As a source familiar with the matter disclosed to CNN last month, “There is no need to document the conversations with people who are truthful or situations that are routine. It’s when you have situations that are not routine and people who are not truthful, you would write a memo to file.”

Here are 5 other shocking revelations from Comey’s testimony:

Trump doesn’t respect the separation of powers.

In the four years Comey worked under Obama’s administration, they only communicated directly twice. Trump, however, initiated nine private interactions with James Comey in the span of just four months. This raises questions about how Trump perceives the idea of checks and balances in the federal government.

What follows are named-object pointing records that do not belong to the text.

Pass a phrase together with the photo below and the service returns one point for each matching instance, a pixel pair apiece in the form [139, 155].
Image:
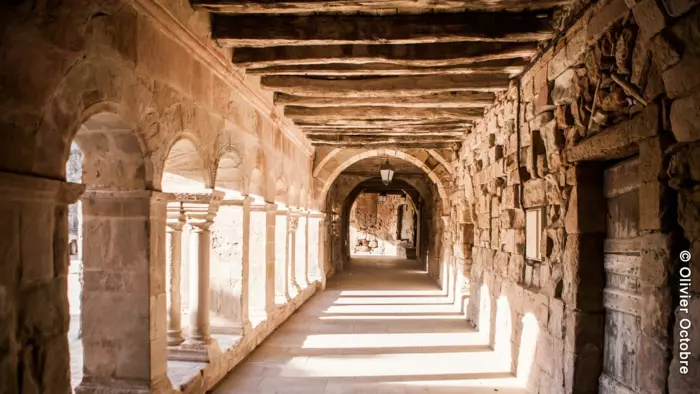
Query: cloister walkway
[376, 329]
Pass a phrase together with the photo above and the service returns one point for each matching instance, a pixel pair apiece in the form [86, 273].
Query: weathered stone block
[584, 276]
[653, 213]
[564, 92]
[651, 158]
[650, 18]
[685, 113]
[534, 193]
[683, 77]
[656, 260]
[617, 141]
[656, 313]
[601, 20]
[676, 8]
[665, 54]
[569, 54]
[516, 266]
[556, 321]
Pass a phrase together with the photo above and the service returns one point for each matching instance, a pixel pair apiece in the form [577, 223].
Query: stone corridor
[223, 196]
[376, 329]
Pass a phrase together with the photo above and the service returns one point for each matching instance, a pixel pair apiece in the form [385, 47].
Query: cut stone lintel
[443, 54]
[439, 100]
[319, 29]
[307, 6]
[386, 86]
[617, 141]
[502, 66]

Which, essentially, he completely disregards.

Trump REALLY doesn’t respect the separation of powers.

When it comes to the chain of command, the FBI Director reports to the Attorney General. The Attorney General and, it follows, those he or she supervises, must be loyal to the laws of the Constitution. They are not bound to be loyal to the President. Trump seems to have other ideas.

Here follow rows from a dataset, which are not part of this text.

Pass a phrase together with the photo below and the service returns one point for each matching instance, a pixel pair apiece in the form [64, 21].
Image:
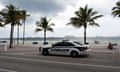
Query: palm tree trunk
[11, 36]
[23, 32]
[85, 35]
[44, 36]
[18, 35]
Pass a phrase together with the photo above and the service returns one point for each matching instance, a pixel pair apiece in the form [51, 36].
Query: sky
[60, 12]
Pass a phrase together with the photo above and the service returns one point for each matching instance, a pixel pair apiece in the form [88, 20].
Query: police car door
[62, 48]
[66, 46]
[56, 48]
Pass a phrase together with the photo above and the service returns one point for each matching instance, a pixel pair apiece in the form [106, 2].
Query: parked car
[70, 48]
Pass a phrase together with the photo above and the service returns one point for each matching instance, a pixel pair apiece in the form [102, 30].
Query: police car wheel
[74, 54]
[45, 52]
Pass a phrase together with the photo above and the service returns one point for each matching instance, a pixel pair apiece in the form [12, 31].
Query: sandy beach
[30, 47]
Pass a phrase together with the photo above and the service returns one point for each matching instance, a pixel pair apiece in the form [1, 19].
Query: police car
[70, 48]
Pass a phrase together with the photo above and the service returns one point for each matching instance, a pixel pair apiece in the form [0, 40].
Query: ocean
[89, 39]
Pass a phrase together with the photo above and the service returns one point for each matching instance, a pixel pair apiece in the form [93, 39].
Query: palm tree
[11, 15]
[22, 17]
[44, 25]
[116, 10]
[24, 14]
[84, 17]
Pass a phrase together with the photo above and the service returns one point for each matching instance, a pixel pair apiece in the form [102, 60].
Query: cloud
[42, 6]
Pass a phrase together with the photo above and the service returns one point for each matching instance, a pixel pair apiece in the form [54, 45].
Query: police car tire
[74, 54]
[45, 52]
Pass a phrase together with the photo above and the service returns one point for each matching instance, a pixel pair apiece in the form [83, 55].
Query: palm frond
[49, 29]
[38, 29]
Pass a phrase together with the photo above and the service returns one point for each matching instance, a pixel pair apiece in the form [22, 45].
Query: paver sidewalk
[33, 48]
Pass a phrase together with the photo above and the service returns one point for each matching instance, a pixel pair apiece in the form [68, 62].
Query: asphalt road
[39, 63]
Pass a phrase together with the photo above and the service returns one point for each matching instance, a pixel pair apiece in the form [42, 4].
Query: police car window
[67, 44]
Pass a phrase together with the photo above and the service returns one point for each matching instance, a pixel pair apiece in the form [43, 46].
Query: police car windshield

In an unusual private dinner on January 27 at Trump’s request, the President repeatedly asked that Comey pledge his loyalty to him. Comey reiterated that he would merely be “honest” in his role as FBI director. What makes the conversation equally damning are the circumstances around it. By entertaining Comey privately as a dinner guest, Comey felt that Trump was attempting to create an intimate environment and establish a “patronage” relationship by which his job security was dependent on pledging this loyalty.

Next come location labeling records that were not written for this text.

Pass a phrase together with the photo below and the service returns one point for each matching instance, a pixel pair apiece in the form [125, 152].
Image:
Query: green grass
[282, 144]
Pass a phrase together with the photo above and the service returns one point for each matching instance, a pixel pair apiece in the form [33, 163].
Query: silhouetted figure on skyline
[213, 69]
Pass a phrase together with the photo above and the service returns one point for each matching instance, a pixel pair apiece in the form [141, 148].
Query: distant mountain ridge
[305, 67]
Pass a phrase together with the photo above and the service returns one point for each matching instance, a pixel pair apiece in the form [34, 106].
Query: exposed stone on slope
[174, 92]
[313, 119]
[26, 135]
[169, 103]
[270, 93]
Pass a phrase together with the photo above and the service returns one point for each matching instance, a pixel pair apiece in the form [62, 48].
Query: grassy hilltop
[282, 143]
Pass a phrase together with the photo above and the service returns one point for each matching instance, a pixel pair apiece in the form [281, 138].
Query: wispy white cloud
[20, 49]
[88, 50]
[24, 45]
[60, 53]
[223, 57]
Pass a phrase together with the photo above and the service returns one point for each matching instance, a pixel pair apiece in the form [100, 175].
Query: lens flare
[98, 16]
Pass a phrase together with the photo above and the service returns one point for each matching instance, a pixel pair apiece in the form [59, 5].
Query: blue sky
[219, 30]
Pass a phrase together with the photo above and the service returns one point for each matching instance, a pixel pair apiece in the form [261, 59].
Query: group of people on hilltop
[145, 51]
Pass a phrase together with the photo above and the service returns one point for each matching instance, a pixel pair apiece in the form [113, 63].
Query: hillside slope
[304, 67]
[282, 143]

Trump appears willing to flirt with the obstruction of justice, an illegal act

Comey confirmed, as a source revealed in May, that Trump asked him to “let go” of the FBI’s investigation of Michael Flynn. The FBI launched the investigation after Flynn allegedly misled the Vice President about Flynn’s conversations with Russian officials. Trump appeared to have believed his January 27 dinner with Comey created a mutual agreement between the two parties. Clearly, Trump was mistaken.

While White House Officials are spinning the written testimony as favorable to Trump, it doesn’t actually disprove Trump’s possible personal involvement with Russia

Comey confirmed in his statement that he began memorializing every conversation with Donald Trump since January 6, just days before news broke about the infamous, though unverified, Russian dossier implicating the then President-elect in alleged salacious behavior.

In that January meeting, Comey wanted to assure the incoming President that the FBI was not involved in a counter-intelligence investigation against him. However, Comey refused to state this publicly, despite Trump’s urging. Just because the FBI was not yet investigating him did not mean the federal enforcement agency did not have plans to do so. And if they found evidence that would warrant them initiating an investigation, it would force Comey to publicly declare that he was wrong.

Jared Kushner has no business being here

Trump can’t seem to function without close associates with him at all times. Why his daughter’s husband — a neglectful real estate developer — has security clearance to sit in sensitive meetings with heads of federal law enforcement and security agencies is anyone’s guess, but it is on-brand with Trump’s generally bizarre leadership decisions.